ドバイ原油とはアラブ首長国連邦(UAE)のドバイで産出される原油のことを言います。他の産油国の原油と異なり重質で硫黄分が多く、スポット市場で取引されることが多いため、価格の指標性の高い石油です。

世界の原油取引は、消費地ごとに北米、欧州、アジアの三大市場が形成されており、それぞれの地域の需給を反映した独自の価格が形成されています。ドバイ原油は主にアジアで取引され、アジアの石油価格の指標になっています。
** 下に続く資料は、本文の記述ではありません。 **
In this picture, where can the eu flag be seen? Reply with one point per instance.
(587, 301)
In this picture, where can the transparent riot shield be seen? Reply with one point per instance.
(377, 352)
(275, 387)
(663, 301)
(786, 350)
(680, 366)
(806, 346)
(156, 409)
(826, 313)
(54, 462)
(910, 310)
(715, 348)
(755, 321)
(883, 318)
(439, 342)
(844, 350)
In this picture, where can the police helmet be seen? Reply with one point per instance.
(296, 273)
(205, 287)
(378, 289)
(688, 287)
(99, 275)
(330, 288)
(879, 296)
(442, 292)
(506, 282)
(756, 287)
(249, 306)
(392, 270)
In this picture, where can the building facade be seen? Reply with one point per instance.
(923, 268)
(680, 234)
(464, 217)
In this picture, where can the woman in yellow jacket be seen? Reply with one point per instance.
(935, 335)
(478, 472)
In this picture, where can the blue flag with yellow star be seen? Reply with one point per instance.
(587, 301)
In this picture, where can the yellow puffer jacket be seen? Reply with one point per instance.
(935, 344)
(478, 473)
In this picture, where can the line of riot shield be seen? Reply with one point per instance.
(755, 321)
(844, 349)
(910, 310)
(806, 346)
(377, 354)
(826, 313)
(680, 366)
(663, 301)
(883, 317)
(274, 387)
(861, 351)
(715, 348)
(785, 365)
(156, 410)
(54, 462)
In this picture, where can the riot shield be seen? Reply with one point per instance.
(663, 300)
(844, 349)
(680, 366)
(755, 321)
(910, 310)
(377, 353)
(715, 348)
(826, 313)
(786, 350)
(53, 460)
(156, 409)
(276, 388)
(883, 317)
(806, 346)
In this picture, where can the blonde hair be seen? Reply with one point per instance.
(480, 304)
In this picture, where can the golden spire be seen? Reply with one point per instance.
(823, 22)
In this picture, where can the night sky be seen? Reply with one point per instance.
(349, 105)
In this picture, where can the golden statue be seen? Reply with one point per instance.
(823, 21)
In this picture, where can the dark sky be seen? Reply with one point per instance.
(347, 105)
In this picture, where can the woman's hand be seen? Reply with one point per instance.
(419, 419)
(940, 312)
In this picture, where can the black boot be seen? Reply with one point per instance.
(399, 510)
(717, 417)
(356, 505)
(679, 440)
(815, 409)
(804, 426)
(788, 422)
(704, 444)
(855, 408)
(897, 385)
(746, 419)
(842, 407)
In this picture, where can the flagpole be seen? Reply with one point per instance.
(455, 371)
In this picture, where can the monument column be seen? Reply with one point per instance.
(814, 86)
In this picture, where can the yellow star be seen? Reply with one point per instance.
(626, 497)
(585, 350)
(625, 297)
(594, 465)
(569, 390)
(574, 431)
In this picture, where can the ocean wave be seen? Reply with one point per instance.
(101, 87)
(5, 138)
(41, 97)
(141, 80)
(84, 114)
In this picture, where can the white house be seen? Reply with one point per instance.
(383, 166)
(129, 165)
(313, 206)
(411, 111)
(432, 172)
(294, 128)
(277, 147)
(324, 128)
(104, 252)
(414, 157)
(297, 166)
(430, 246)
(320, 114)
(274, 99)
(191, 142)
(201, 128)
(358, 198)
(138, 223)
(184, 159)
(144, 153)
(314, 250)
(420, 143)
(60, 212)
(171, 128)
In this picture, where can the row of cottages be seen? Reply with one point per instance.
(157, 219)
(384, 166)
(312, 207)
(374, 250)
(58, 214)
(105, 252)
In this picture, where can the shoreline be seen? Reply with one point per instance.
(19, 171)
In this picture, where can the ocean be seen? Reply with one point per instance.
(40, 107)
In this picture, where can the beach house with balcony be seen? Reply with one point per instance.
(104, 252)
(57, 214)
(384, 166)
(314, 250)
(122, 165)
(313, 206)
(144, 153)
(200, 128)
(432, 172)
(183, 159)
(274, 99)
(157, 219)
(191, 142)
中東産油国はドバイ原油とオマーン原油のスポット価格の平均を基準に、日本を含むアジア向け原油価格を決めることが多いです。

WTIとの違い

WTI(West Texas Intermediate)とはアメリカテキサス州西部とニューメキシコ州南東部で産出される原油のことです。産油量は少ないですが、形質で硫黄分が少なく加工しやすいため、ドバイ石油より高値で取引されます。北米の原油価格の指標として用いられるとともに、取引額が高く流動性が高いことから、「国際的な原油価格の指標」として世界中で常に注目されています。

ドバイ原油の危機

ドバイ原油は、アジア市場において中東石油の指標となるため、非常に重要な位置づけにあります。しかしながら、近年、ドバイの産油量は減少していること、また産油量も少ないことがネックとなり、そのためニューヨーク原油先物市場の影響を受けやすくなっています。さらに、アメリカを中心にしたシェールオイル開発により、原油の需給関係が大きく変化し、その結果原油価格が急落するなど、ドバイ原油にとって厳しい状況が続いています。

原油からの自立

こうした状況の下、ドバイは原油枯渇とエネルギーの構造転換の中で危機感を強め、脱産油国に向けた「未来図」を構想しています。2015年には200VWの規模を誇る太陽光発電所が建設されるなど、再生可能エネルギーへの積極的な取り組みが見られます。

これは石油消費国である日本にとっても無視できる問題ではありません。ドバイの動向に見られるように、原油枯渇と地球温暖化への危惧から、「脱炭素社会」に向けた取り組みが世界中で行なわれているからです。今後、再生可能エネルギーに対する需要はますます増大すると予想されます。